Le chancelier est vieux, il le sait, il est le premier à s’en souvenir ; on a tort de le croire sec, dur, froid, sans pitié. Il est plein de pitié, mais pour le malheur honnête, non pour la misère criminelle. Le crime de Henri lui est donc prouvé ; l’accusé est sain d’esprit ; il a tiré deux coups de feu sur le roi. Que faut-il de plus ? Le chancelier a terminé en déclarant en son âme et conscience l’accusé Henri coupable d’attentat contre la vie et la personne de Sa Majesté.

Restaient les votes réservés. Mon opinion ayant été considérée comme vote réservé, mon nom a été appelé de nouveau, je me suis levé et j’ai dit :


— Il résulte de l’ensemble de la délibération et des opinions graves qui se sont produites, que, dans la pensée de tous les juges, le mot « personne du roi » a un double sens, et qu’il signifie personne physique et personne morale. Ce double sens se distingue dans la conscience, quoiqu’il se confonde dans le vote. La personne physique n’a pas été atteinte, n’a pas été sérieusement menacée, presque tous mes nobles collègues en conviennent, c’est là ce que j’avais dit à l’assemblée ; la personne morale a été non seulement menacée, mais même atteinte, or la personne morale, c’est ce que j’ai appelé la majesté du roi ; c’est la royauté ; je retrouve donc là encore ce que j’ai dit. Cette explication donnée et sous cette réserve qu’il est bien entendu que c’est la personne morale seule qui a été offensée, je me rallie à l’immense majorité de mes nobles collègues qui déclarent l’accusé Joseph Henri coupable d’attentat contre la personne du roi.

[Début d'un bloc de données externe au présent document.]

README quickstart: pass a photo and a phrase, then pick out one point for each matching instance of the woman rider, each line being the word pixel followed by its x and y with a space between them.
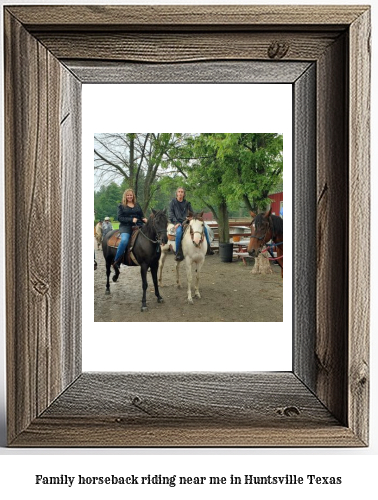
pixel 178 210
pixel 129 214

Presque tous les pairs qui s’étaient abstenus ont opiné dans le sens de la majorité et n’ont pas été plus loin que l’attentat à la personne. Le général Jacqueminot, reprenant possession de ses fonctions de juge, a seul déclaré Joseph Henri coupable de régicide. J’ai oublié de noter que M. le comte de Rambuteau, préfet de la Seine, et M. Gabriel Delessert, préfet de police, avaient émis le même vote.